The Journal of Steroid Biochemistry and Molecular Biology

Volume 40, Issues 1–3, 1991, Pages 63-69

https://doi.org/10.1016/0960-0760(91)90168-5 Get rights and content

Abstract

Aging is associated with a progressive dysfunctioning of the hypothalamic-pituitary-adrenocortical (HPA) axis. We have studied the response of the HPA axis to stress and a hormonal (ovine corticotropin releasing factor (o-CRF) challenge in young (1.5-2 years) and aged (> 11 years) dogs. Compared to the young dogs, the aged animals displayed an increased basal concentration of both ACTH and cortisol. In addition, in response to an o-CRF challenge (1 μg/kg i.v.) or an electric footshock (1 mA, alternatively on/off for 2 s) or immobilization (45 min) stress, the aged dogs showed significantly larger increments in ACTH and cortisol. Following the challenge test, the young and aged dogs reached their respective basal hormone levels at the same time, except for the o-CRF test. In the latter case, in contrast to the young controls, the aged dogs still showed an increased plasma cortisol level compared to the pre-challenge basal hormone concentration.
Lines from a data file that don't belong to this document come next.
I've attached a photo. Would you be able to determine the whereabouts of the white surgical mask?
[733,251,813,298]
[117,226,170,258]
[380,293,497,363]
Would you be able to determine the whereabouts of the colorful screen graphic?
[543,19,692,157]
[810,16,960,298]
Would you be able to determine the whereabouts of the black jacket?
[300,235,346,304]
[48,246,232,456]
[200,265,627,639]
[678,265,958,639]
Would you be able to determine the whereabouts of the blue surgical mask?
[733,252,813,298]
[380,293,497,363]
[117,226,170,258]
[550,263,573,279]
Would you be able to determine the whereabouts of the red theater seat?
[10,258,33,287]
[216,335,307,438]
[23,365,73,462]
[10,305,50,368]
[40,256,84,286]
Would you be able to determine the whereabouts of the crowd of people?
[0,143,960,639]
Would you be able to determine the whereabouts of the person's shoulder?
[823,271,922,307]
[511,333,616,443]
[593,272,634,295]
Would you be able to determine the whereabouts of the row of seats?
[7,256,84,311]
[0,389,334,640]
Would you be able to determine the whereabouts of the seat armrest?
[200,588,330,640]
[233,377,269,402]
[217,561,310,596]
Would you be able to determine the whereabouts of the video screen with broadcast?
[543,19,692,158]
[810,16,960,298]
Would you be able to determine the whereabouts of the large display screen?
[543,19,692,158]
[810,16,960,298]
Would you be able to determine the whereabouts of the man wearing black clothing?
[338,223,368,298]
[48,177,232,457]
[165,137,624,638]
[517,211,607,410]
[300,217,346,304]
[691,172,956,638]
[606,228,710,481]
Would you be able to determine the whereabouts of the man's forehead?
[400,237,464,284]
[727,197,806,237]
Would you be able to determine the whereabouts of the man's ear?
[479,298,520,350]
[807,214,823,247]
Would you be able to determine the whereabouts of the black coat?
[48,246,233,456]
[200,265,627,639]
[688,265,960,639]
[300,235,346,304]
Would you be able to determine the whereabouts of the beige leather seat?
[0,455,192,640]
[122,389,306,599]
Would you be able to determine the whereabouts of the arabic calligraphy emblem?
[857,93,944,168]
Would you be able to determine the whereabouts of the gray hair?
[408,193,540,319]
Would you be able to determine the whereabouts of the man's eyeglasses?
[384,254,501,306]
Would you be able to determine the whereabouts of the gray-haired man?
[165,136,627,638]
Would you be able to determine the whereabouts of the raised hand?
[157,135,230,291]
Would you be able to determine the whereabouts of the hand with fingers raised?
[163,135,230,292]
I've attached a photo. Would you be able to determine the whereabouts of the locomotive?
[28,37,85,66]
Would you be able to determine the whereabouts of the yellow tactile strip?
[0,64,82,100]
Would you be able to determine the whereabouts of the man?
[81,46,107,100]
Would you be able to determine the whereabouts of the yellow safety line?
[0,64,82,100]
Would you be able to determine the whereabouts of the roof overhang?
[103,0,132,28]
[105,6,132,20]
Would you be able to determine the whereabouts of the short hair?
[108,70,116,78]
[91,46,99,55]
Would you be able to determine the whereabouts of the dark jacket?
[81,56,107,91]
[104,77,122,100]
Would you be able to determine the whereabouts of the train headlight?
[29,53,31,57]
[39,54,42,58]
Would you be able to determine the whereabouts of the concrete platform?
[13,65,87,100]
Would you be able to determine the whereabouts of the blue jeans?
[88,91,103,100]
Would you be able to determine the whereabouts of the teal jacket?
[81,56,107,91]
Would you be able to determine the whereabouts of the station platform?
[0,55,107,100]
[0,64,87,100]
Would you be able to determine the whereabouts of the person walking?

Concerning the effect of aging on the brain and hypophyseal corticosteroid receptors, a selective decline (minus 50–75%) in mineralocorticoid receptor (MR) was observed in all measured brain regions (dorsal and ventral hippocampus, septum, hypothalamus) and anterior pituitary, whereas no change was found in brain glucocorticoid receptor (GR) number. The GR level in the anterior pituitary was even increased by 70%. In light of the role that MR and GR seem to play in the regulation of the HPA axis, it is concluded that the diminished MR number in the aged dog brain may underly the increased basal hormone levels and the elevated responsiveness of the HPA axis in these animals. The observation that the stress-induced elevations of cortisol and ACTH were not prolonged at senescence suggests that the GR-induced negative feedback action of glucocorticoids is not altered, which is in line with the unchanged brain GR numbers in the aged dogs.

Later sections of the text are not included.